Things start well with a classic story of David Warner finding a ghostly entity in a mirror who needs blood to be ‘fulfilled’. Warner is absolutely terrific and it’s good, bloody fun even if the actor playing the ghost camps it up a little too much. Next up we have an oddball outing with Ian Bannen, Diana Dors, and father-and-daughter duo Donald and Angela Pleasence. Bannen is great as usual and Dors is perfectly cast as his unpleasant wife, but it’s the Pleasence family you’ll remember here. Donald is his usual terrific self while Angela proves effective stunt casting. She’s creepy, weird, and definitely takes after her father. How weird is she here? Above her bed reads the bible passage ‘The wages of sin is death’. Yeah. There’s lots of askew, in-your-face camera angles and although a slow-starter this one is interesting, odd, and effective. Probably better than the first story, and it’s got a funny ending. Our third story is seemingly everyone’s favourite, and the plot itself is probably the strongest. Unfortunately, it adopts a comic tone and it’s just not to my personal taste at all. Margaret Leighton is amusing at times as an eccentric medium, but also too much at other times. The tone and the performances probably pull this one back, and make it the weakest one…so far. Some of it is funny, don’t get me wrong, I just would’ve personally preferred to see the same story done in more serious fashion. The final story gives us Ian Ogilvy, and young and very pretty Lesley-Anne Down, and a door. Here’s the requisite dud segment, folks.
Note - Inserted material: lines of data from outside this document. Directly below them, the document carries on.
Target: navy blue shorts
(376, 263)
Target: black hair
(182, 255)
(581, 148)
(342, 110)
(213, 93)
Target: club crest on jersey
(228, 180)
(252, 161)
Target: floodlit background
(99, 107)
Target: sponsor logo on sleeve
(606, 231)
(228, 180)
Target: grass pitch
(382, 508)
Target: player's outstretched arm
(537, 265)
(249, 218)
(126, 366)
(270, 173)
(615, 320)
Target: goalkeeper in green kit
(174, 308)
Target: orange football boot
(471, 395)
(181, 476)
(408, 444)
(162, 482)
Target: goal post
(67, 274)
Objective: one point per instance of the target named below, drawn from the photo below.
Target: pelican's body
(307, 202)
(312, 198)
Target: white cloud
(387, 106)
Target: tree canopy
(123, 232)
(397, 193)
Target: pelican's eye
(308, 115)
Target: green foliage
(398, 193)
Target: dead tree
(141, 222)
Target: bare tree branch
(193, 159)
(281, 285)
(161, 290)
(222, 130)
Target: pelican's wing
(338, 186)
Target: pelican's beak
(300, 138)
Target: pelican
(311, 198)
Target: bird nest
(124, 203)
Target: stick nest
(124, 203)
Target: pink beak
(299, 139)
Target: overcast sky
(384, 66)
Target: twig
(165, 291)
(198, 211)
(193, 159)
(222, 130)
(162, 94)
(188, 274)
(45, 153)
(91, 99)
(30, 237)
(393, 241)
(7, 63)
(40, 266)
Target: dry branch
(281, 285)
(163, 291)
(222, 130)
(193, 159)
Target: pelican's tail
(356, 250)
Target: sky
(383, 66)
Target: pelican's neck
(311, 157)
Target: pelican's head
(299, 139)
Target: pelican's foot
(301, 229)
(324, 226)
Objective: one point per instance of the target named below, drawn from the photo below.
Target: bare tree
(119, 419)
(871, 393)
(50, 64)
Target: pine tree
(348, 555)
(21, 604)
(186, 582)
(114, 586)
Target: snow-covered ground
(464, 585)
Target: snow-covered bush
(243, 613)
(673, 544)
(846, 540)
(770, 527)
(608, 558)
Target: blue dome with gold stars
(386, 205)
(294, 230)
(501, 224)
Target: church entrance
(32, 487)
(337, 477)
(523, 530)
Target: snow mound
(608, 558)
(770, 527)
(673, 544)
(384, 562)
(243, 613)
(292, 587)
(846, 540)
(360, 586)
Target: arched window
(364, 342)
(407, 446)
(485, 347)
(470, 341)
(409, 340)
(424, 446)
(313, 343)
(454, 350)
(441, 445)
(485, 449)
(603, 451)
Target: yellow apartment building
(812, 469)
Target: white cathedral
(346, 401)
Nearly every horror anthology has one, and this one is really quite tedious. As much as the previous segment wasn’t to my personal taste, this one’s just the pits and is also far too similar to the first story.

 

One dud segment pulls this horror anthology back from being one of Amicus Films’ best, I’m afraid. Still worth watching, and the film looks absolutely wonderful thanks to cinematographer Alan Hume (“Cleopatra Jones”, “Eye of the Needle”, “Return of the Jedi”). Based on short stories by Roland Chetwynd-Hayes (“The Monster Club”), the screenplay is by Raymond Christodoulou (whose only other screenwriting credit is the awful “Nutcracker” with Joan Collins) and Robin Clarke (a music editor in their one-and-done screenwriting effort).